Retraçant sur quarante ans la carrière de Elton John, l’objet prend un malin plaisir à désacraliser la figure du chanteur britannique à succès. En effet, là où Bohemian Rhapsody s’engageait à ne pas écorner l’image d’icône de Freddie Mercury ; dès les premières minutes de Rocketman, Elton John se confronte à ses démons au cours d’une séance aux Alcooliques Anonymes. En plus de présenter le chanteur sous un jour peu glorieux, cette scène, en se terminant sur un numéro musical, pose les bases de l’approche qu’a choisie le réalisateur : le surréalisme. En ajoutant une touche de fantaisie à son récit, Dexter Flether transcende son matériau de base. Tout en voulant rester réaliste en nous racontant la vie du chanteur, le film se permet de glisser dans l’onirisme dans des scènes que n’aurait pas renié Tim Burton. Chaque numéro musical est l’occasion d’une prouesse filmique, que ce soit le long plan-séquence sur la musique de Saturday faisant passer Elton John de l’adolescence à l’age adulte, ou la séquence en apesanteur lors de Crocodile Rock, on ne peut qu’être bluffé par les trouvailles visuelles du réalisateur. Cet équilibre entre biopic et comédie musicale est parfaitement mené et réussit l’exploit de donner un récit cohérent. La scénographie n’est pas sans rappeler Across the Universe (Julie Taymor, 2008) qui utilisait les mêmes ressorts visuelles, mais cette fois, avec la musique des Beatles. Cependant, bien que la direction artistique soit assez originale, en sacrifiant le fond à la forme le récit s’avère assez elliptique par moment et il est parfois bien difficile de cerner la personnalité complexe du chanteur. On a souvent l’impression que la vie de Elton John est survolée et beaucoup d’éléments de sa carrière – sa relation avec Bernie Taupin, son mariage avec Renate Blauel – sont à peine abordés.
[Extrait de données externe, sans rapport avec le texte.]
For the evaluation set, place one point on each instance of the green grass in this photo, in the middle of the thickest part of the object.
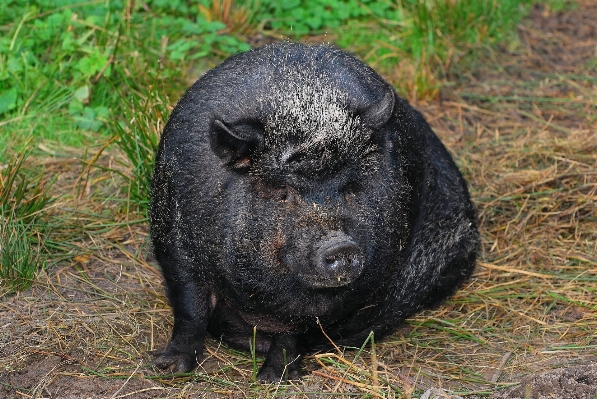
(23, 202)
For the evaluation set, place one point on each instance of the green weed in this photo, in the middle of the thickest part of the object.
(23, 200)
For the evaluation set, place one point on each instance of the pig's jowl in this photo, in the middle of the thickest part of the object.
(295, 192)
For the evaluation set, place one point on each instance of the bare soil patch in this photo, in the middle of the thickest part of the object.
(522, 127)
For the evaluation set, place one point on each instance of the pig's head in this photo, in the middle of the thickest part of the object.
(305, 172)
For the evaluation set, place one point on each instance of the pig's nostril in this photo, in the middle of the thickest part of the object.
(339, 258)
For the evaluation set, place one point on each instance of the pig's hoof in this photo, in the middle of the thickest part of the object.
(268, 375)
(175, 361)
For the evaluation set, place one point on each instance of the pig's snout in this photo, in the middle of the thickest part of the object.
(337, 261)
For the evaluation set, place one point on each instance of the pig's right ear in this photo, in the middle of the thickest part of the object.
(235, 144)
(378, 114)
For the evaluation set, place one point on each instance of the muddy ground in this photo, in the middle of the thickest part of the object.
(86, 327)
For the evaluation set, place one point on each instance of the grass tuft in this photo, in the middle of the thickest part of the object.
(23, 200)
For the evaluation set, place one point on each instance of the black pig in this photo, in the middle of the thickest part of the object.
(295, 192)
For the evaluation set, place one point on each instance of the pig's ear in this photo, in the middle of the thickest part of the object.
(378, 114)
(236, 143)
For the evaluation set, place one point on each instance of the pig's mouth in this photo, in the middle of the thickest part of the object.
(336, 262)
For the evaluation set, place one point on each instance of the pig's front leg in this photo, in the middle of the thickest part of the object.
(283, 360)
(191, 306)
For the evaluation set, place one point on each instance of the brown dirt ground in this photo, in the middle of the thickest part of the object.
(522, 126)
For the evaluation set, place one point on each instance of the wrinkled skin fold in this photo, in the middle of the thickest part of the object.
(294, 191)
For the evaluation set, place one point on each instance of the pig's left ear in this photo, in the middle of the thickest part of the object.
(378, 114)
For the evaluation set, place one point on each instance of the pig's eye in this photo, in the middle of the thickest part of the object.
(284, 193)
(350, 190)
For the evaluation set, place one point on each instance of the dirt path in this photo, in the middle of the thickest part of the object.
(523, 128)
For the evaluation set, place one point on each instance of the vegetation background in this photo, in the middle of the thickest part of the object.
(86, 87)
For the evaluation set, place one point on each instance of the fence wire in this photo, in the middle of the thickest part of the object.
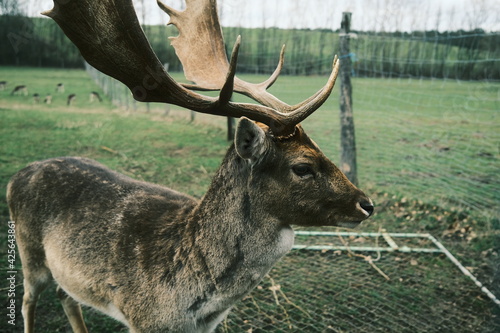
(344, 291)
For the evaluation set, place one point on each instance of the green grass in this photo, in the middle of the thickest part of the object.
(427, 151)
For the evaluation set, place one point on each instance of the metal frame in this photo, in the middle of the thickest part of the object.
(392, 247)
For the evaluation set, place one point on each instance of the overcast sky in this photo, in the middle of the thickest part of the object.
(379, 15)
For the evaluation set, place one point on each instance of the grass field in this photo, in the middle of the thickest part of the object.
(428, 153)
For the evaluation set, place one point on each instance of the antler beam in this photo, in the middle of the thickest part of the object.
(110, 38)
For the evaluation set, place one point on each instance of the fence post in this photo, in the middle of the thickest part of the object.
(347, 137)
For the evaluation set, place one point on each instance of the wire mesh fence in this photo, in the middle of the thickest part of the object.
(346, 291)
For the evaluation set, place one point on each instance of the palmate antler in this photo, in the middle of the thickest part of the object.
(110, 38)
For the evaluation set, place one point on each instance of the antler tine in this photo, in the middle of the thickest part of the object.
(109, 37)
(270, 81)
(227, 90)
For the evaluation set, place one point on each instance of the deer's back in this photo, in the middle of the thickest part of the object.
(78, 208)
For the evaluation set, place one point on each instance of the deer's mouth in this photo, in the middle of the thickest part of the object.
(349, 225)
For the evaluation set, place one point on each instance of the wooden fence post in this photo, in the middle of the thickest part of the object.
(347, 137)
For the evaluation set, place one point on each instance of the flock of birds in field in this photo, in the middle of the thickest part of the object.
(23, 90)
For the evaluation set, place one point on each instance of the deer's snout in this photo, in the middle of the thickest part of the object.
(366, 205)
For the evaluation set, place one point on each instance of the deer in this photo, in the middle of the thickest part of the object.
(94, 95)
(20, 89)
(60, 87)
(151, 257)
(71, 99)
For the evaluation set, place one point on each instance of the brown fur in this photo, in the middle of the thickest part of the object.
(159, 260)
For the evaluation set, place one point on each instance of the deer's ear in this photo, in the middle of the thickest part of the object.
(249, 139)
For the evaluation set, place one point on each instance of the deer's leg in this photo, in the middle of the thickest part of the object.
(73, 311)
(32, 289)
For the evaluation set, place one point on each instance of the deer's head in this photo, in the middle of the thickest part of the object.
(295, 182)
(109, 37)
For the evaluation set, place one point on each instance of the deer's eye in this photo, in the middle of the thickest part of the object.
(303, 170)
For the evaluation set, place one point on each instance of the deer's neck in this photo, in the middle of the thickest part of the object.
(235, 238)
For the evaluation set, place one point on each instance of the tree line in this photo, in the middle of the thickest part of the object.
(465, 55)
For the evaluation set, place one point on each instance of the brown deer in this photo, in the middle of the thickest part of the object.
(153, 258)
(18, 90)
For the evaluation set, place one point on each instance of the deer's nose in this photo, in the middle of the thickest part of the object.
(367, 206)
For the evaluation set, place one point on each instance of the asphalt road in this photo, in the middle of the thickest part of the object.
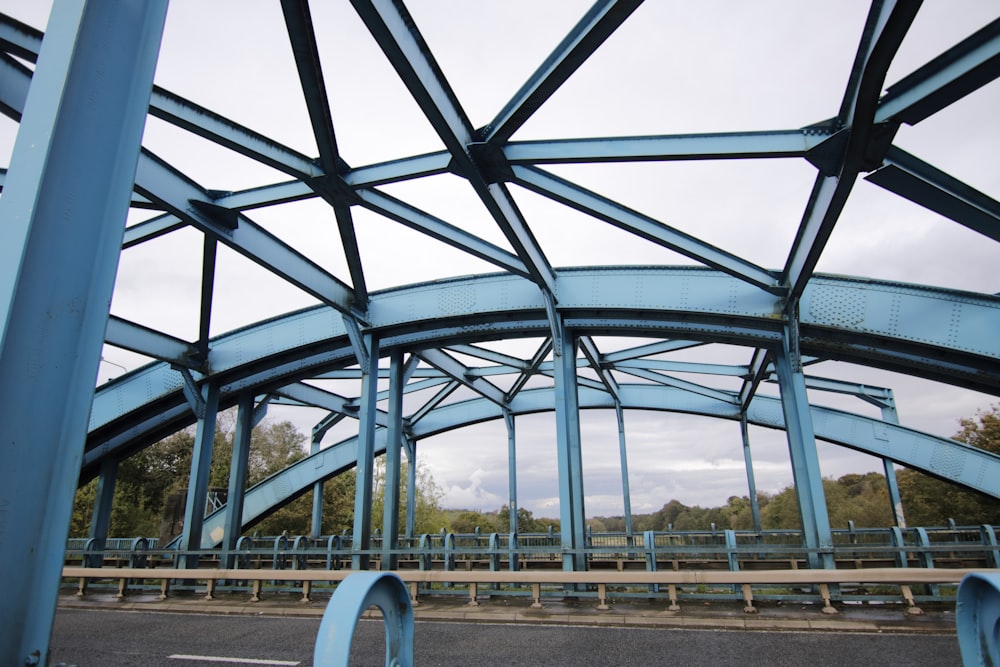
(91, 638)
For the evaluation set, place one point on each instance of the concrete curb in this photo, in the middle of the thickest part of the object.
(633, 614)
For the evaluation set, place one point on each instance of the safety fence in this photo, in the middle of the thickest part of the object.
(890, 565)
(896, 585)
(948, 546)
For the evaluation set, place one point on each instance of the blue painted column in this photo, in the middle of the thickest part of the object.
(100, 521)
(748, 462)
(570, 462)
(62, 216)
(361, 540)
(393, 462)
(411, 486)
(238, 477)
(319, 430)
(802, 451)
(890, 415)
(508, 420)
(623, 455)
(201, 464)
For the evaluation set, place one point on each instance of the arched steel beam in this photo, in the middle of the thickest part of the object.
(947, 459)
(937, 333)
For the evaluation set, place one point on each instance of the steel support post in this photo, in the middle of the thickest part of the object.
(570, 462)
(316, 524)
(623, 454)
(890, 415)
(319, 431)
(411, 487)
(201, 465)
(802, 452)
(100, 521)
(238, 477)
(508, 420)
(361, 539)
(393, 462)
(751, 482)
(62, 217)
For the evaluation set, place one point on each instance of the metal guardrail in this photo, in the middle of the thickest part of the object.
(939, 548)
(595, 584)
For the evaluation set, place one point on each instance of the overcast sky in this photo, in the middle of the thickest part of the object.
(673, 67)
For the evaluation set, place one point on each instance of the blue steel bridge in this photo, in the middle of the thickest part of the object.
(402, 220)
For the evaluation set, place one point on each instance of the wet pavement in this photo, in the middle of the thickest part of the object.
(625, 612)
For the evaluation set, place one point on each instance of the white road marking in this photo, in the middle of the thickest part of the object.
(240, 661)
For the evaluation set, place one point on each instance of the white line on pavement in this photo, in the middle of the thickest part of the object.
(241, 661)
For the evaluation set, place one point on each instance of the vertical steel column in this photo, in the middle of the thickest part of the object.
(319, 431)
(393, 462)
(802, 451)
(361, 540)
(508, 420)
(201, 465)
(316, 524)
(570, 462)
(100, 522)
(411, 486)
(751, 482)
(890, 415)
(623, 454)
(62, 216)
(238, 477)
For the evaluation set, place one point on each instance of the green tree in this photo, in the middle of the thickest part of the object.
(928, 501)
(428, 516)
(148, 478)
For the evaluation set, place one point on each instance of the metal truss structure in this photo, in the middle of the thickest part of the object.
(423, 357)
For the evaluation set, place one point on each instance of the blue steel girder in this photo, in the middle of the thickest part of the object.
(62, 215)
(177, 194)
(331, 187)
(643, 226)
(921, 183)
(889, 323)
(587, 35)
(151, 343)
(886, 26)
(457, 371)
(962, 69)
(398, 37)
(593, 359)
(946, 459)
(713, 146)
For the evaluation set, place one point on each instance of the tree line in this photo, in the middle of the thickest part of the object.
(147, 480)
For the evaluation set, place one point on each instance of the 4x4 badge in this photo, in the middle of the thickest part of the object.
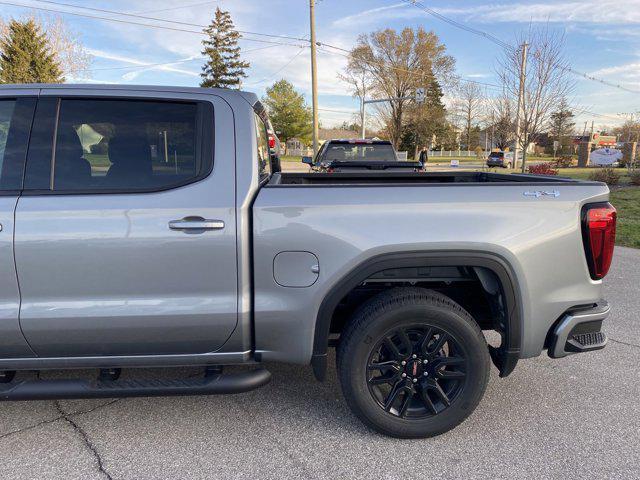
(540, 193)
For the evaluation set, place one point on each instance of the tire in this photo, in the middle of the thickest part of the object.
(459, 367)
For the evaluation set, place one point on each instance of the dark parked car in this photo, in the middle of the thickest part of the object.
(499, 159)
(350, 155)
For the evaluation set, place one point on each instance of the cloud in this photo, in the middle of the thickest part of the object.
(365, 16)
(165, 67)
(588, 11)
(604, 12)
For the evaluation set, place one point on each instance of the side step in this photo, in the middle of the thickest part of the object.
(216, 383)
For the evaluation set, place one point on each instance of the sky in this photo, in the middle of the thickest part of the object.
(602, 39)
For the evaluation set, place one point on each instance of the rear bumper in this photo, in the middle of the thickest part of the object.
(579, 331)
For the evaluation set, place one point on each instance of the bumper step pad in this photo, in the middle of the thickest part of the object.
(586, 342)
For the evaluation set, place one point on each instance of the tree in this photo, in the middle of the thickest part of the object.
(398, 63)
(26, 56)
(426, 122)
(357, 75)
(223, 69)
(502, 121)
(289, 114)
(561, 124)
(629, 131)
(64, 44)
(469, 107)
(547, 80)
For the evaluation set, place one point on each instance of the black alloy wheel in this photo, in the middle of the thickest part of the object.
(416, 371)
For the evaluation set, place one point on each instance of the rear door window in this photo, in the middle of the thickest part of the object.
(262, 140)
(16, 116)
(125, 145)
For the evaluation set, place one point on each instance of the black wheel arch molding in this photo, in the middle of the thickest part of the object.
(504, 357)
L’autre originalité de ce biopic est l’utilisation qu’il fait de la musique d’Elton John. Dans la plupart des biopics musicaux, la musique est utilisée soit comme une pause dans le récit ou soit pour accompagner l’évolution d’un artiste. Dans ce métrage, la musique occupe une place plus importante car c’est par ce médium que les personnages expriment leurs sentiments. Ce choix permet de rendre le récit moins confus et d’aborder les démons de l’artiste. Il est d’ailleurs intéressant de constater le travail qui a été fait pour faire coller les chansons à l’état d’esprit des personnages d’autant plus quand elles ont été écrites dans un contexte très différent – on pense notamment à I’m still standing. Coté acteur, Taron Eggerton tire son épingle du jeu en campant un Elton John crédible. L’acteur ne cherche pas à être dans un mimétisme bigot en reprenant les intonations du chanteur anglais, mais propose un jeu tout en nuance faisant de l’artiste un clown triste. Surprenant de bout en bout, Rocketman s’impose comme l’un des biopics musicaux les plus étonnants de ces dernières années. A réserver cependant aux fans de comédies musicales.